Consider the humble tree. Not only are trees beautiful, but they also provide the air we breathe and create habitat for wildlife.

But that’s not all. Here, in California, trees alongside rivers and streams are essential to threatened and endangered animals such as Chinook salmon, Swainson’s hawks and even the easy to overlook valley elderberry longhorn beetle.

That’s because tree roots prevent soil from crumbling and muddying the waters. Their shade also helps to keep rivers fresh and cool.

Sadly, some 95 percent of riverside forests in the Golden State were cut down long ago to make way for our homes, offices, shopping centers, farms and other developments. The vestiges of these once great woods now exist as stands of trees on and near river levees, providing some of last riparian (river-related) habitats in the state. But soon even these holdouts could face the axe.
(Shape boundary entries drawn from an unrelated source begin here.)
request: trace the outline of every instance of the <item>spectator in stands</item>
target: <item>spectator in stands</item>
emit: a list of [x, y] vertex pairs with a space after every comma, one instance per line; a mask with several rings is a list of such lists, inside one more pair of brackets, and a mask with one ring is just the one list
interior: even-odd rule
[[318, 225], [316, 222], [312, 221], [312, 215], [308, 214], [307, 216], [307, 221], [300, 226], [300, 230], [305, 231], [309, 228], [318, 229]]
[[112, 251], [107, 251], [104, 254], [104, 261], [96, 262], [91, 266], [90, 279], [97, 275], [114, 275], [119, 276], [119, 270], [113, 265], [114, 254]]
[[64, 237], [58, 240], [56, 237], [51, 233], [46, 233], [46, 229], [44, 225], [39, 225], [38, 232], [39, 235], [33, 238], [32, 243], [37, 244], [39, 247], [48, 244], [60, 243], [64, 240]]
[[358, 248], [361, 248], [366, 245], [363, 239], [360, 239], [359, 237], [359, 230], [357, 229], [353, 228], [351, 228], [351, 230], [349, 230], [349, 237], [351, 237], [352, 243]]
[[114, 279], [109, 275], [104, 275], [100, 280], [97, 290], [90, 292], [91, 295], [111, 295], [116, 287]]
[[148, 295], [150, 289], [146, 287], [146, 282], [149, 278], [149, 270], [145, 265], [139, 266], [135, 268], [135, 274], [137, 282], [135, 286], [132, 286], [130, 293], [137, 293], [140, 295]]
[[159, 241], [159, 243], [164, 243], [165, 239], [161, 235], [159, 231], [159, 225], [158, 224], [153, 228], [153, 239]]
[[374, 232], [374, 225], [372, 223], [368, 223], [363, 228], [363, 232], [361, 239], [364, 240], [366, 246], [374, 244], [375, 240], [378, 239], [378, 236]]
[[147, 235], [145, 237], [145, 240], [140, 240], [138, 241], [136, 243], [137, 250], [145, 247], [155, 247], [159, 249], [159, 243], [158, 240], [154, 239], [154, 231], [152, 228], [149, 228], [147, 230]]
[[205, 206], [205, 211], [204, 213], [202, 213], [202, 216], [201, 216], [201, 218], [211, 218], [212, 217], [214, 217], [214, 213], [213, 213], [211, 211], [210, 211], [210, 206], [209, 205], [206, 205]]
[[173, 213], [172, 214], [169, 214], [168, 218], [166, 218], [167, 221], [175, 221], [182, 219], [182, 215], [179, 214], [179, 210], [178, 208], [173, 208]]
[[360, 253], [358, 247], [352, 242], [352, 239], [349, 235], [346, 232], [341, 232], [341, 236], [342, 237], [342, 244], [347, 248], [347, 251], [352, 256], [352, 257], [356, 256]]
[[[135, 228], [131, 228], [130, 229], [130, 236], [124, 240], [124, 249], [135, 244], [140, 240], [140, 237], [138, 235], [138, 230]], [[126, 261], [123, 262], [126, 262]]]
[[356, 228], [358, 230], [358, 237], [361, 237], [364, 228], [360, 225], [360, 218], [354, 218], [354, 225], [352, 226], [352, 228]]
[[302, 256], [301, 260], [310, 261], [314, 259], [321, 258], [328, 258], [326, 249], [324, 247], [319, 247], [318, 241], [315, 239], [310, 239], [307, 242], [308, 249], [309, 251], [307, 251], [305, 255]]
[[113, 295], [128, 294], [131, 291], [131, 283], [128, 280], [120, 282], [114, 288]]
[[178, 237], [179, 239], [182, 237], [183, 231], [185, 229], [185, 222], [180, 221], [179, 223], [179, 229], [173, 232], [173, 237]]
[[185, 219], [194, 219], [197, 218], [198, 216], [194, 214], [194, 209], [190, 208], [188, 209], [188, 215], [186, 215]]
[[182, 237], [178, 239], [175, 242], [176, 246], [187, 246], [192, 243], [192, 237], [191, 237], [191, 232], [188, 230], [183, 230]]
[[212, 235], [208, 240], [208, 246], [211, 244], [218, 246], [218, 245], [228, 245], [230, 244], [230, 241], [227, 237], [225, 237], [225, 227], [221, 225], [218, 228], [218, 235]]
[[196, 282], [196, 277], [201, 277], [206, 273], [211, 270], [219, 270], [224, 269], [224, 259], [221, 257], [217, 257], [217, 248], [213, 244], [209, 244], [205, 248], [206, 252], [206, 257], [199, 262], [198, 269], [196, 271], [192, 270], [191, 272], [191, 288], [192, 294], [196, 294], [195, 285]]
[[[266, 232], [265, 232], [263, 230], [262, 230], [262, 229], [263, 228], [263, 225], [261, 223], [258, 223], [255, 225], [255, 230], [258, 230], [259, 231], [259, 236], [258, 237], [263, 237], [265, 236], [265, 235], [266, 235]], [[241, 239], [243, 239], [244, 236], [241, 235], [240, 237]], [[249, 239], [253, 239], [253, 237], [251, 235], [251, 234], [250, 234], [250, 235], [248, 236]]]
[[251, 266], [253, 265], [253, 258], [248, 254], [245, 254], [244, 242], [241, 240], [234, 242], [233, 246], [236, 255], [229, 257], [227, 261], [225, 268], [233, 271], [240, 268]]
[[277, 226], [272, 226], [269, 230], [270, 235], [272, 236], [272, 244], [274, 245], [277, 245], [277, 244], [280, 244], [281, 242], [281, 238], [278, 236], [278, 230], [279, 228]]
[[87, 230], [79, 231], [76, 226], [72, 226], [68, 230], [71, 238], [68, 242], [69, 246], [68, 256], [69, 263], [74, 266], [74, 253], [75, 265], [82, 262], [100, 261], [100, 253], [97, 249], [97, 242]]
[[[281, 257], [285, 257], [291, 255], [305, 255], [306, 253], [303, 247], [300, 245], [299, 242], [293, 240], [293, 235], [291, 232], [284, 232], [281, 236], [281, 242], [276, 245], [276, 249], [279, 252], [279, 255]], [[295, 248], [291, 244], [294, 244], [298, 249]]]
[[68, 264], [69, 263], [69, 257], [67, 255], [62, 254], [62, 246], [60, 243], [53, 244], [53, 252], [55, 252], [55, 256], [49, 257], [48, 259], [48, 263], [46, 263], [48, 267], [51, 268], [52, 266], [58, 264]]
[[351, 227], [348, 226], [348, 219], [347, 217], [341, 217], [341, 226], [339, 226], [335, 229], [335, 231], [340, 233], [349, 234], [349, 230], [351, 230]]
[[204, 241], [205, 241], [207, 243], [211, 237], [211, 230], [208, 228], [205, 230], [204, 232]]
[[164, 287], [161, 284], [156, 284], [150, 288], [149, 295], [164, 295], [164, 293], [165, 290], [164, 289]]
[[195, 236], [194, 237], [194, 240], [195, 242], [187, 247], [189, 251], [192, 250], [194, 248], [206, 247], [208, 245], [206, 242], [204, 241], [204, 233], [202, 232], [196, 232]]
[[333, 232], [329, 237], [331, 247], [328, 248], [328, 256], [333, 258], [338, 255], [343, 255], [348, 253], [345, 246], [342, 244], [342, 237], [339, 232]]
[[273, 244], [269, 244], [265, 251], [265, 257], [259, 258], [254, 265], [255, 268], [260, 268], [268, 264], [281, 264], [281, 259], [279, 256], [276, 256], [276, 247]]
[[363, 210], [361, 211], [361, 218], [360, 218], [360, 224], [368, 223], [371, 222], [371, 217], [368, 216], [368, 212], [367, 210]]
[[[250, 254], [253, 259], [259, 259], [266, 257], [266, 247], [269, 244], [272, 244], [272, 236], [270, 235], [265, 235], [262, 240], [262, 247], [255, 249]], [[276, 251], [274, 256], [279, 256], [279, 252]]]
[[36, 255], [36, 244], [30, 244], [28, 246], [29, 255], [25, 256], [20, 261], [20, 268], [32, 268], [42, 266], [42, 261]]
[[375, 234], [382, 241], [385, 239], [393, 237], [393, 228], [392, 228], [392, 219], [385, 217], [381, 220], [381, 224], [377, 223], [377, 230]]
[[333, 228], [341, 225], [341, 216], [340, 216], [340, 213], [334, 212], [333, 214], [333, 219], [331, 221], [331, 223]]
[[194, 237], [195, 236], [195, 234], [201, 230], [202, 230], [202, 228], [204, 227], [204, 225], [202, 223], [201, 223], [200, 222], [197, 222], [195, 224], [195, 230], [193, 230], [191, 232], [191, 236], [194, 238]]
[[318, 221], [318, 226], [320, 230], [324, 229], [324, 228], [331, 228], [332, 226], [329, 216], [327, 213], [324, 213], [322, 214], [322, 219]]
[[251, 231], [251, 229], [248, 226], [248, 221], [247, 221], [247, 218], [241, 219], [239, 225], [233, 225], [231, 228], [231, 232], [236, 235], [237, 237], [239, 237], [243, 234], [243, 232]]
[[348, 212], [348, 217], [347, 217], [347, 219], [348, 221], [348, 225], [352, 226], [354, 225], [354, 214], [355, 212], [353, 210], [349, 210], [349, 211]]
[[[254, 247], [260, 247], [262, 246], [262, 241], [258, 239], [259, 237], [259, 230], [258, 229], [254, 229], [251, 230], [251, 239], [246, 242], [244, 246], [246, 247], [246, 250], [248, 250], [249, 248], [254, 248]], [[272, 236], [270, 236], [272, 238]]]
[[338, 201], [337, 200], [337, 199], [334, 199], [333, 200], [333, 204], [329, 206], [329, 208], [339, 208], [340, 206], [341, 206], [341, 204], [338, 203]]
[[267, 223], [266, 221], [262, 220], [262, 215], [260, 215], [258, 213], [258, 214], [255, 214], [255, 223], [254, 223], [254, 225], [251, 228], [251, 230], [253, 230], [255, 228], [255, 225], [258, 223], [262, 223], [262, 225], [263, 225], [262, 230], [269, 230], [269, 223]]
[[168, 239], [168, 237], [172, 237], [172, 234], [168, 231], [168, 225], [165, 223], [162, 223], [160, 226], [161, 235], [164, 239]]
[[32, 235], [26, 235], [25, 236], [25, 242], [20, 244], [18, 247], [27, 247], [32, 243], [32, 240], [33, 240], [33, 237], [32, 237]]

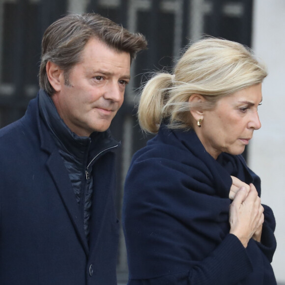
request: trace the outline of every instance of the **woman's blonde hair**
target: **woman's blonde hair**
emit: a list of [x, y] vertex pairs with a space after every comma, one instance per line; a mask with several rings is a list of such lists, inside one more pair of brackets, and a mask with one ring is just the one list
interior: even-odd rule
[[[189, 46], [177, 62], [173, 74], [156, 73], [143, 87], [138, 112], [141, 128], [157, 133], [162, 121], [169, 127], [191, 128], [191, 109], [212, 109], [221, 98], [262, 82], [266, 69], [251, 50], [237, 42], [215, 38]], [[205, 103], [190, 105], [193, 94]]]

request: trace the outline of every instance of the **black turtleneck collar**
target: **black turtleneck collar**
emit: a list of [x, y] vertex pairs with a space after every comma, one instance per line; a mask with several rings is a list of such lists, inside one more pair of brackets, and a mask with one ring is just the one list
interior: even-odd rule
[[[72, 132], [59, 116], [51, 98], [42, 89], [39, 94], [40, 115], [56, 139], [65, 151], [82, 158], [90, 144], [90, 138], [80, 137]], [[90, 137], [96, 137], [96, 133]]]

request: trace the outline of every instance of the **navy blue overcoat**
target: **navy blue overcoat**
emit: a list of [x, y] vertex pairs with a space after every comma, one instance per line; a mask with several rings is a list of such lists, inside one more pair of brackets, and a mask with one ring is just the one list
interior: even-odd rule
[[114, 153], [93, 166], [89, 245], [58, 149], [39, 115], [0, 130], [0, 284], [116, 285]]

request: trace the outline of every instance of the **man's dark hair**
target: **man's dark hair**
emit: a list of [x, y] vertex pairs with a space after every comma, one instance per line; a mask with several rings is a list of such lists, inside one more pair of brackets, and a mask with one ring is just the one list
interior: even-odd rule
[[53, 23], [44, 34], [39, 75], [40, 87], [49, 95], [55, 92], [46, 71], [49, 61], [63, 70], [68, 81], [69, 71], [80, 61], [81, 54], [91, 38], [98, 39], [115, 51], [130, 54], [131, 62], [138, 52], [145, 49], [147, 45], [142, 34], [129, 32], [97, 14], [68, 15]]

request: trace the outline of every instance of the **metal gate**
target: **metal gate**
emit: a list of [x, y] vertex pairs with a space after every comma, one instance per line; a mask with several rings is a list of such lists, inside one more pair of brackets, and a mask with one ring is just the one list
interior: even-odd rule
[[[135, 116], [143, 74], [171, 69], [180, 49], [201, 35], [221, 37], [251, 46], [252, 0], [0, 0], [0, 127], [21, 117], [38, 90], [40, 43], [44, 31], [68, 13], [93, 11], [146, 36], [148, 50], [139, 55], [132, 80], [111, 129], [122, 147], [117, 160], [117, 206], [132, 156], [148, 137]], [[127, 275], [121, 233], [118, 278]]]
Riverside habitat under threat

The levee clear-cut policy could impact Swainson's hawks.

The Army Corps of Engineers has declared war on all plant life (except for some grasses) living alongside levees across the entire country. The new policy requires levee owners to clear cut tens of thousands of miles of levees in California alone–turning rivers into little more than barren channels.

The orders came in reaction to tragic levee failures in 2005 that claimed thousands of lives in New Orleans in the wake of Hurricane Katrina. The Army Corps says that the decision is an effort to improve public safety.

But there’s a big problem: Levee vegetation was not the cause of the flooding in New Orleans. And there’s almost no scientific evidence that trees jeopardize levee safety. In fact, many levees in California were actually designed to work in partnership with trees and other plants, whose root systems help to stabilize soils along the riverbanks, according to the Army Corps’ own scientific reviews.

Levee clear cut policy jeopardizes public safety

What’s worse, in a letter to the Army Corps, the California Department of Water Resources (which maintains California’s levees) and the California Department of Fish and Game write that the new policy would divert funding away from levees in need of crucial repairs, causing a real public safety concern.

Chinook salmon also depend on riverside trees for healthy habitat.

Despite the pleas for reason, the Army Corps has continued to march forward. In California, the trees have started to fall. That’s why Defenders and our conservation partners have jumped in front of the axe and asked a federal court to stop the Army Corps assault on California’s levees.

Levee safety can be achieved without clear cutting some of the surviving riverside forests in the Central Valley and destroying habitat for struggling species like salmon, steelhead trout and willow flycatchers. But it’s now up to the court to make sure the levee trees that don’t jeopardize our safety stay standing tall.